What is an Employee Stock Ownership Plan (ESOP)?

What is an ESOP?

ESOPs (Employee Stock Option Plans) are a tool often used by startups and growing companies in order to compensate the employees in a way that doesn’t put a strain on cashflow in the present.

In essence, an ESOP grants employees the right to purchase shares of their company.

ESOPs are administered by the company’s board of management who also lay down the rules of the scheme. A company sets aside an amount of its total equity to offer to key employees over a course of time.

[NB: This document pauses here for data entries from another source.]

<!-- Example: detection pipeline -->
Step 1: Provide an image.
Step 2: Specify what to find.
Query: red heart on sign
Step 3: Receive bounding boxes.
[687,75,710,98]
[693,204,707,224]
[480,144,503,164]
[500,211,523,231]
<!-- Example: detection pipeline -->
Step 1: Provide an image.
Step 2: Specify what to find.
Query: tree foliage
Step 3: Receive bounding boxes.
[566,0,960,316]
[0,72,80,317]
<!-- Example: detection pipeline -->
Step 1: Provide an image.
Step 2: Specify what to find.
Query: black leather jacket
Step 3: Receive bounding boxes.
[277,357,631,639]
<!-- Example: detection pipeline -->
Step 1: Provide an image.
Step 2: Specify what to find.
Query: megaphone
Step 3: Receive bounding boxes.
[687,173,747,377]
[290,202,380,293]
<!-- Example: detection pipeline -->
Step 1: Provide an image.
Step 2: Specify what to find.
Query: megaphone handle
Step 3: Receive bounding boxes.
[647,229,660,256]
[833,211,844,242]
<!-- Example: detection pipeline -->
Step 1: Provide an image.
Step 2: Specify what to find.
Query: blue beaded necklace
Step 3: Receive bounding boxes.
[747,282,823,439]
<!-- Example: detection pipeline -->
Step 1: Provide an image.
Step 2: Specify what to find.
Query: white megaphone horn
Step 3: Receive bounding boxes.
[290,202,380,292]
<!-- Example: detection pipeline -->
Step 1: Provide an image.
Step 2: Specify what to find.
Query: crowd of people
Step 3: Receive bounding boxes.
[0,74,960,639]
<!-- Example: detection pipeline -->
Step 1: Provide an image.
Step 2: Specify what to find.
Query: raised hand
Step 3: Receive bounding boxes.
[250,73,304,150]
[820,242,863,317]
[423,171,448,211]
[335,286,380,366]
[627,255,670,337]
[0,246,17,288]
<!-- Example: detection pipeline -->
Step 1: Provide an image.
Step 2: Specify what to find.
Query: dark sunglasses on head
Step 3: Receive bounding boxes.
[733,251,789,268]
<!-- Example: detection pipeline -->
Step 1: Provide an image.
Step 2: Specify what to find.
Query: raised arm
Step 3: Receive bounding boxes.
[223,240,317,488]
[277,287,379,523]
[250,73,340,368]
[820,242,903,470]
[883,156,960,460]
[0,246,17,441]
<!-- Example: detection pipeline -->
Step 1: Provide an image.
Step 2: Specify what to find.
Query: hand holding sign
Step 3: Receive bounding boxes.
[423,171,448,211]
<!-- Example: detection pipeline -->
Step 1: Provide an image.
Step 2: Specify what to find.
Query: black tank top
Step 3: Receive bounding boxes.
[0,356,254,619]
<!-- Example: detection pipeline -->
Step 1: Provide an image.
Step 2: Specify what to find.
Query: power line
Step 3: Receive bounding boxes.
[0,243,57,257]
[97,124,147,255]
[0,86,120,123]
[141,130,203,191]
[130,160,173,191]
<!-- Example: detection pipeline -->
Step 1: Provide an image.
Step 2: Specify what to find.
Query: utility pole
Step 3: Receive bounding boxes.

The company’s board of management sets the exercise price of the ESOP, but the price set is as close to the fair market value of the shares as possible.

There are two key concepts to an ESOP agreement:

The “vesting period”

How long it takes for an individual’s share to be drip fed to them over the course of their employment (typically 3 - 4 years)

The “cliff” or “lock in”

The amount of time an employee needs to stay before the ESOP ‘kicks in’ and they start to accumulate share options. (typically 1 year)

Benefits of ESOP

ESOPs have a lot of advantages for the company as well as for the employees:

Can be used as part of compensation package

When you have limited cash flow, you may have a desire to get the best talent but cannot pay their full market salary. A company may then supplement their remuneration package with other things – like share options – to bridge the gap between what they can pay their employee in cash and what the market salary is.

A drive to build value for the company

When employees feel like they own a part of their company, this sense of ownership in the employees can then have the flow on effect of aligning their incentives with shareholders – inspiring them to work more efficiently as they see their labour directly contributing to the business valuation.

Retaining employees

As ESOPs typically have cliffs and vesting periods, employees under the ESOP may be willing to stay until they are able to exercise their options.